Trickett Wendler, Frank Mongiello, Jordan McLinn, and Matthew Bellina Right to Try Act of 2017
- Long title: To authorize the use of unapproved medical products by patients diagnosed with a terminal illness in accordance with State law, and for other purposes.
- Nicknames: Right to Try Act
- Enacted by: the 115th United States Congress

Citations
- Public law: Pub. L. 115–176 (text) (PDF)
- Statutes at Large: 132 Stat. 1372

Legislative history
- Introduced in the Senate as S. 204 by Ron Johnson (R–WI) on January 24, 2017; Passed the Senate on August 3, 2017 (Unanimous consent); Passed the House on May 22, 2018 (250-169); Signed into law by President Donald Trump on May 30, 2018;

= Trickett Wendler, Frank Mongiello, Jordan McLinn, and Matthew Bellina Right to Try Act of 2017 =

United States Law

The Trickett Wendler, Frank Mongiello, Jordan McLinn, and Matthew Bellina Right to Try Act of 2017 (), also known as the Right to Try Act, is a United States federal law which allows experimental drugs to be administered to terminally ill patients who have exhausted all approved treatment options and are unable to participate in clinical drug trials. All eligible drugs must have undergone the Food and Drug Administration's (FDA) Phase I (safety) testing.
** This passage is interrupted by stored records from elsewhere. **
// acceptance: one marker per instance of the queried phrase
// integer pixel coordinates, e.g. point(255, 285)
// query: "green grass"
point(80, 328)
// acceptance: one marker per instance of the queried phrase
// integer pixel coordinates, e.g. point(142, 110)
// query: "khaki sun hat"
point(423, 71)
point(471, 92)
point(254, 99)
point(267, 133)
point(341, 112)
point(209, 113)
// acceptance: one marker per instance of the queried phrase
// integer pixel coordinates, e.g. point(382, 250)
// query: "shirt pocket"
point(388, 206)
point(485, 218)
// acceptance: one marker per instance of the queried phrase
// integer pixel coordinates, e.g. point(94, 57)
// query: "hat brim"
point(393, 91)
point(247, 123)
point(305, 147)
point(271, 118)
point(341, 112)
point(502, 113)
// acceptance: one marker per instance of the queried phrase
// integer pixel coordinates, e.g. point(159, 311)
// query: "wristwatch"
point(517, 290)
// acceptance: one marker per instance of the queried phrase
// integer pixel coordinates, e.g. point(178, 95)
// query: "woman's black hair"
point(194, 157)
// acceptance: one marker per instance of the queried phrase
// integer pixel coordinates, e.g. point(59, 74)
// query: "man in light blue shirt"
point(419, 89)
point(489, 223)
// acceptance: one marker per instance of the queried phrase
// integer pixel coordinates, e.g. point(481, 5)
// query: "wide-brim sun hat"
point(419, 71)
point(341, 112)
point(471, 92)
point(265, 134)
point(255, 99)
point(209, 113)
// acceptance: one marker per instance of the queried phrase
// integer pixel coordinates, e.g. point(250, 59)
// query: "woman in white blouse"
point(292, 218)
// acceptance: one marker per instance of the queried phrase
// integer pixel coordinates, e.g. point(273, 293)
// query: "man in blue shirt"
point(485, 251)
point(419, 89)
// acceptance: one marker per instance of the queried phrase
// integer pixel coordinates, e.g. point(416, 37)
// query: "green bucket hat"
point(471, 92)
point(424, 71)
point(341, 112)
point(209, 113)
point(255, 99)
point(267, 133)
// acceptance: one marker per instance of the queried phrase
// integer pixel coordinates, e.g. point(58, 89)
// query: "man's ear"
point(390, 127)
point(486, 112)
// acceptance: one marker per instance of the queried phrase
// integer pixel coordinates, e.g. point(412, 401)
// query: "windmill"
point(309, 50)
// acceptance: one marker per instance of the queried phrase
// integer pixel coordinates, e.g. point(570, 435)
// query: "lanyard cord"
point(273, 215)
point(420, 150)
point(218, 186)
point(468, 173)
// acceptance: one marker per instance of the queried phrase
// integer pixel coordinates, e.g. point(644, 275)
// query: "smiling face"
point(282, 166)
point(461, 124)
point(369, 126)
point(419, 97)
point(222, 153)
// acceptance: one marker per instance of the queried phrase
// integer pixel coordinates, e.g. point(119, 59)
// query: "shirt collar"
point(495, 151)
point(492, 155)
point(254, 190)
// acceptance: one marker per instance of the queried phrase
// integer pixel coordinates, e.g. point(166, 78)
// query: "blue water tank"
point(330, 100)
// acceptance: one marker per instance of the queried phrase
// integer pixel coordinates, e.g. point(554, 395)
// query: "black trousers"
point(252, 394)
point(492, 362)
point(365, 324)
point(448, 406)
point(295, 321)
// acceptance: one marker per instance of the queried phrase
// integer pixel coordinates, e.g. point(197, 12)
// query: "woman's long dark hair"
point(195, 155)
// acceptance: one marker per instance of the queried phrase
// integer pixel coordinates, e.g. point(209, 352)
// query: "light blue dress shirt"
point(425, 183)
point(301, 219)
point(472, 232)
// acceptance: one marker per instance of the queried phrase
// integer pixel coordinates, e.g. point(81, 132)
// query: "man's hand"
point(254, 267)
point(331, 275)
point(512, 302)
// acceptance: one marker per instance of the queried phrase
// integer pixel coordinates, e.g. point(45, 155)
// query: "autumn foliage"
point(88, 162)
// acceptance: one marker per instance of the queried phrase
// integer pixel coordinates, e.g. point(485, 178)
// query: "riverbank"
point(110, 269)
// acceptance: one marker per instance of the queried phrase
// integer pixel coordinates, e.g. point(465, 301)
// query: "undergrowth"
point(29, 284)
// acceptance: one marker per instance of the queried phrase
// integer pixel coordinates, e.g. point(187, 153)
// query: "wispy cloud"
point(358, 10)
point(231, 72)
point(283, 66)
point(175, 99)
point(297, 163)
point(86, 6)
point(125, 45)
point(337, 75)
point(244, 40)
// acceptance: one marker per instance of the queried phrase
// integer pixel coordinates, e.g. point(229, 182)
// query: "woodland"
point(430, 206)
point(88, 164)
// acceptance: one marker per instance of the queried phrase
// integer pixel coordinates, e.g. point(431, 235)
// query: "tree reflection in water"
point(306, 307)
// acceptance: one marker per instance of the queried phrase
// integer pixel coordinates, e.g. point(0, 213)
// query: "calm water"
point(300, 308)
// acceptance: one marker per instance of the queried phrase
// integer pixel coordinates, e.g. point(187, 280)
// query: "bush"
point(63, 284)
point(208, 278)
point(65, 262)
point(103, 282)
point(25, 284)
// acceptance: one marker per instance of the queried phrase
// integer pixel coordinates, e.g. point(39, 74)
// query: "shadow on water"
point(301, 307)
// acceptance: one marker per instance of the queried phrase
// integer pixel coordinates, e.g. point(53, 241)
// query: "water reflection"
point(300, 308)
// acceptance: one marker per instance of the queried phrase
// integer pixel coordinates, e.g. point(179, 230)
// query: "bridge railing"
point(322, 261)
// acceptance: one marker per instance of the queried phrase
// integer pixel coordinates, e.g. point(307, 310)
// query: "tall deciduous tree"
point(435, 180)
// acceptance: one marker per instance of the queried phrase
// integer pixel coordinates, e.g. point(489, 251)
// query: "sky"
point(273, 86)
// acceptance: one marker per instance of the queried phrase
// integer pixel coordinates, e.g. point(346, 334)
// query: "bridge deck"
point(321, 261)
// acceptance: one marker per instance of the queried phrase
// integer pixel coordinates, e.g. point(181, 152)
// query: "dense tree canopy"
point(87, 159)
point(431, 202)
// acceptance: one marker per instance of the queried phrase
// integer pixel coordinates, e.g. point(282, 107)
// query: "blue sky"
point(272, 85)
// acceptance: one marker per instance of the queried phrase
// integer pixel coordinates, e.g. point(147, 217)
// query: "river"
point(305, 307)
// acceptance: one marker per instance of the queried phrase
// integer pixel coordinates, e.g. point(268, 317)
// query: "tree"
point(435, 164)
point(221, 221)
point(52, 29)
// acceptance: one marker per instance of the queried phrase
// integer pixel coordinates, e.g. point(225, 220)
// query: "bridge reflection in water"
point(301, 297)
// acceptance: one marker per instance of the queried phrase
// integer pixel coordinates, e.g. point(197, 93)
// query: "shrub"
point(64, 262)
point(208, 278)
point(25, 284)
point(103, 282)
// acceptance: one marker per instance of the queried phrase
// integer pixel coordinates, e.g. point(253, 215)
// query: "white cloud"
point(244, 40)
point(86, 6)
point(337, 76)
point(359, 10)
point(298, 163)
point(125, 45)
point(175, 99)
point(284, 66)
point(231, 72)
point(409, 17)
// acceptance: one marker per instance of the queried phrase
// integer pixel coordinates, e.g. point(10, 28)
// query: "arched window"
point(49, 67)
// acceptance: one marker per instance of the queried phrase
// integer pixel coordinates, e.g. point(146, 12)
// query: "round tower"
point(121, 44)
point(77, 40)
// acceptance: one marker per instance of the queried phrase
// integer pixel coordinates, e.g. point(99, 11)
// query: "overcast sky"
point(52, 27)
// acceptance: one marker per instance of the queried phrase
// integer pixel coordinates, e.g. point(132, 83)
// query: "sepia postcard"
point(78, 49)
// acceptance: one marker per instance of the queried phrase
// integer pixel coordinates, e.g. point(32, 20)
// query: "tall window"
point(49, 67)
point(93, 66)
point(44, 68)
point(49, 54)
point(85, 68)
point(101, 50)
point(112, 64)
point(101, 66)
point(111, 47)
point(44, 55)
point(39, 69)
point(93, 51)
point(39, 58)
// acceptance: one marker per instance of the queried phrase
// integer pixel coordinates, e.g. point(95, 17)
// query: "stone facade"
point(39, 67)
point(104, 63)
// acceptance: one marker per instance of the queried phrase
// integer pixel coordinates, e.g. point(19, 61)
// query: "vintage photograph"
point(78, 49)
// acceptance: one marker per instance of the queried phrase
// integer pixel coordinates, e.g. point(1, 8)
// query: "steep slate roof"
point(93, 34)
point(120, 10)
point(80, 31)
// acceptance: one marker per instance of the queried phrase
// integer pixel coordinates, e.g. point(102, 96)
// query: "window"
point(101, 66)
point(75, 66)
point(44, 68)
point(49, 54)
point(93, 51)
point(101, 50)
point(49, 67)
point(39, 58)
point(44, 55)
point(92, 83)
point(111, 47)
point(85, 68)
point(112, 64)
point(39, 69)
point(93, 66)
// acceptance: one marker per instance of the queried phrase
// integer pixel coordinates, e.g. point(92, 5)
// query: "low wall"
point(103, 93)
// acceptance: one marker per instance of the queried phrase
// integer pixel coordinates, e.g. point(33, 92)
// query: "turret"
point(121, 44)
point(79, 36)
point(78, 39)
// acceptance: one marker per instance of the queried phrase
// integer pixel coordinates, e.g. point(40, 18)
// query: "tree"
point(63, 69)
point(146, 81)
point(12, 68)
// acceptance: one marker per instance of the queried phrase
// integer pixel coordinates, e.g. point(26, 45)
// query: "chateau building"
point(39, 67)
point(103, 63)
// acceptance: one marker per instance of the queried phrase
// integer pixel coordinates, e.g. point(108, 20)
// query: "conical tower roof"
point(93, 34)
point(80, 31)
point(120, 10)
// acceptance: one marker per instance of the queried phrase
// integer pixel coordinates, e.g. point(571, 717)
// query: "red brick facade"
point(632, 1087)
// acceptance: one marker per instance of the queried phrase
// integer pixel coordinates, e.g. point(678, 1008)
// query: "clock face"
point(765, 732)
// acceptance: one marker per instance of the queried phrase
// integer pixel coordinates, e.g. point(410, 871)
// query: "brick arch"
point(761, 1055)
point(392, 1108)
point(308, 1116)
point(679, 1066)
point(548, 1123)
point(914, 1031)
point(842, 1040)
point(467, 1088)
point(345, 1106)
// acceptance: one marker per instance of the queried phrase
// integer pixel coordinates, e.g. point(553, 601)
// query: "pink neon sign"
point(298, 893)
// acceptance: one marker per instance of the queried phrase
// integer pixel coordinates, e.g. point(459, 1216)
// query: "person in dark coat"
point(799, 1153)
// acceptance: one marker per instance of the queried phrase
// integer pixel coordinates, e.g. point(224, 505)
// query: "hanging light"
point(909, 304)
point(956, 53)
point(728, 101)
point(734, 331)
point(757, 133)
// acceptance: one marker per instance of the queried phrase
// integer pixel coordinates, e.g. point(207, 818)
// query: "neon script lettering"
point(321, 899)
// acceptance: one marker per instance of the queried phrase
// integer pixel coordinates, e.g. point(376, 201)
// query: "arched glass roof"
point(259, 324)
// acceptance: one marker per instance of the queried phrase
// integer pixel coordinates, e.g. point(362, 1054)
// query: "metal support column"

The law seeks to increase access to experimental drugs by allowing patients, through their physicians, to request experimental medicines directly from drug manufacturers without involving the FDA. The FDA's expanded access program exists in parallel to the Right to Try Act. There is no legal obligation for drug manufacturers to provide their investigational products to patient who seek them.